Investors See 1970s Echoes as Inflation and Yields Rise

Investors and strategists say markets resemble the 1970s due to sustained inflation, rising interest rates, commodity strength and a 10-year Treasury yield above 4.5%.

Investors and strategists increasingly compare today’s market to the 1970s rather than the late 1990s, citing structurally higher inflation, rising interest rates, commodity leadership and a 10-year Treasury yield above 4.5 percent.

Inflation expectations are at their highest level in four years. Headline and producer-price measures have begun to accelerate again, and services inflation shows signs of persistence. An analysis comparing current inflation patterns with those of the 1970s indicates recent slowing in price growth could give way to repeated inflation cycles rather than a steady return to a 2 percent target.

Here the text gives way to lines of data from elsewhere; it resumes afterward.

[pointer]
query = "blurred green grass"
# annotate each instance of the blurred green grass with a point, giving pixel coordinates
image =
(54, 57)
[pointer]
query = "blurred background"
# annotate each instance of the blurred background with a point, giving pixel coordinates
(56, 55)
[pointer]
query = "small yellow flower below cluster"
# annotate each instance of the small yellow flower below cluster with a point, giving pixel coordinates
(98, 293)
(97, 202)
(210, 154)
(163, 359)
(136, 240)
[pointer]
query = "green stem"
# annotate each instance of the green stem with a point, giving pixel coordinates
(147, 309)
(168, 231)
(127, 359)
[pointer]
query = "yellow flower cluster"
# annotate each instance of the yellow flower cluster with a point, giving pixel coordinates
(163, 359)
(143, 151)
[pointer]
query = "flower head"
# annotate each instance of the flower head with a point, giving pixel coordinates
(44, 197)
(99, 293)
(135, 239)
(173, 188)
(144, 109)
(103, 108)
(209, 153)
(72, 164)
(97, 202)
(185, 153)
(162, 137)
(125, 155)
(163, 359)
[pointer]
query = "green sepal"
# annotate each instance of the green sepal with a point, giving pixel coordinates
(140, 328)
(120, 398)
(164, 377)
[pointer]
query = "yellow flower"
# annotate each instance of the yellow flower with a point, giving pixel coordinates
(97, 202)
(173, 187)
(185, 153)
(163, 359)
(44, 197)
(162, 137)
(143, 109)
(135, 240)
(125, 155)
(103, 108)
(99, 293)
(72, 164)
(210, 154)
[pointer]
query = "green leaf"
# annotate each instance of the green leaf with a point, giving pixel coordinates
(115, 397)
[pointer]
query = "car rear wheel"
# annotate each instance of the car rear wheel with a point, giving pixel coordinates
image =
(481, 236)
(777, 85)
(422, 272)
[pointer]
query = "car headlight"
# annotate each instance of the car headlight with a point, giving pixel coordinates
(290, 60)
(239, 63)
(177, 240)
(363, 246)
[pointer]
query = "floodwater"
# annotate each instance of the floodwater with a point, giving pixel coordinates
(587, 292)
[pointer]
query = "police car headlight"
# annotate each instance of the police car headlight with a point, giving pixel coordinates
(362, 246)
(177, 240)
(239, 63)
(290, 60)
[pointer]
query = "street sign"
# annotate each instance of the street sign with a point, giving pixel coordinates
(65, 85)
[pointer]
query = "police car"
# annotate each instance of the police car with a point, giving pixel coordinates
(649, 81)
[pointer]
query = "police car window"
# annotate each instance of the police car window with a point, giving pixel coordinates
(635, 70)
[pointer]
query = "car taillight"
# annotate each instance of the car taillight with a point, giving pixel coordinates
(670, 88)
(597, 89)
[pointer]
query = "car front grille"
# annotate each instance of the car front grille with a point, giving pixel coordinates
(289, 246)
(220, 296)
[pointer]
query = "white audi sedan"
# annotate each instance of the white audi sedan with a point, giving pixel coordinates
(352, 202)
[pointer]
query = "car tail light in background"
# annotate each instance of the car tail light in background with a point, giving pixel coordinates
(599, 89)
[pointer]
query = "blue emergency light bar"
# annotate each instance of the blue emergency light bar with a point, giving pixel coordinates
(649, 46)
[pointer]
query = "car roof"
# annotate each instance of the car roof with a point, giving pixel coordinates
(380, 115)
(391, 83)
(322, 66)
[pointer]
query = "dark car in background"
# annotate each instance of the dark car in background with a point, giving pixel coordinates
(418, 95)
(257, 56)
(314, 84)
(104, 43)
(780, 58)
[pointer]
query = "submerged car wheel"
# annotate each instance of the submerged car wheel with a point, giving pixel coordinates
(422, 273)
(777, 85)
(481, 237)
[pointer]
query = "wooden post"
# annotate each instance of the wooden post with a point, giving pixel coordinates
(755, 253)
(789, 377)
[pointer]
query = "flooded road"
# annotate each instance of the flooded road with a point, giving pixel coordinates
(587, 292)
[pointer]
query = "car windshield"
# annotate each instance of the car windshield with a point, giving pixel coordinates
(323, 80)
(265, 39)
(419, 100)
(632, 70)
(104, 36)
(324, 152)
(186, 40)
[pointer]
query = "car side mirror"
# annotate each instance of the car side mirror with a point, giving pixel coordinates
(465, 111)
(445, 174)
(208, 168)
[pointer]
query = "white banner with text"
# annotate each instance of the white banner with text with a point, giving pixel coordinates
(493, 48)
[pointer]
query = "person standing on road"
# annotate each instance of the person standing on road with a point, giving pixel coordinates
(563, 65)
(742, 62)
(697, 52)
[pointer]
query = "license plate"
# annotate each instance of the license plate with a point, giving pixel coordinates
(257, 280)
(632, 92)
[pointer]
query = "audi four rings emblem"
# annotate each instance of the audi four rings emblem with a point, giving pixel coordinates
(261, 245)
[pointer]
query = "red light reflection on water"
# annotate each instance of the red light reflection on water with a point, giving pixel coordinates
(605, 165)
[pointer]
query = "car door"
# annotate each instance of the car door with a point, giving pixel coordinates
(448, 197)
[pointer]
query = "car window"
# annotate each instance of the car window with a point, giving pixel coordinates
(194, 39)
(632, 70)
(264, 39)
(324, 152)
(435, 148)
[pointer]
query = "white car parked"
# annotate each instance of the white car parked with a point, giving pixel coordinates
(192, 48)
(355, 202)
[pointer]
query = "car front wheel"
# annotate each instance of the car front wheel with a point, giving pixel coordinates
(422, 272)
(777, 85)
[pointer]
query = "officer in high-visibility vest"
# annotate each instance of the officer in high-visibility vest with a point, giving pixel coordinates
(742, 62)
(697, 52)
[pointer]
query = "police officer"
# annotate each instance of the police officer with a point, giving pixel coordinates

Interest rates have risen alongside prices. The 10-year Treasury yield surpassing 4.5 percent has coincided with a negative correlation between equity returns and rising yields in recent months. Market-implied timelines for Federal Reserve rate cuts have moved later, extending the period that higher rates are priced into financial markets.

Beneath attention on artificial intelligence and a small group of large technology firms, commodities, natural resources and inflation-sensitive equities have outperformed the broader market over the past six years and have ranked among the best performers year-to-date. Analysts point to supply-side constraints and the real-asset characteristics of those holdings as factors that have supported returns.

Advisers recommend that investors reassess portfolio allocations if inflation proves structurally higher and rates remain elevated for an extended period. They advise reviewing exposure to inflation-sensitive sectors and revising return assumptions used in asset-allocation models. Under those conditions, leadership in markets could broaden to include energy, commodities, industrials, infrastructure and other real assets.

The comparison to the 1970s is offered as a framework for re-evaluating portfolio construction rather than a literal prediction that history will repeat exactly. Some strategists note that secular growth companies and beneficiaries of artificial intelligence can still perform in a higher-rate environment, and they urge investors to factor inflation risk and interest-rate sensitivity into capital-allocation decisions.

John Davi of Astoria Portfolio Advisors discussed sticky inflation and portfolio risk in a recent interview, saying the current cycle may require different asset mixes than those favored during the late-1990s technology boom.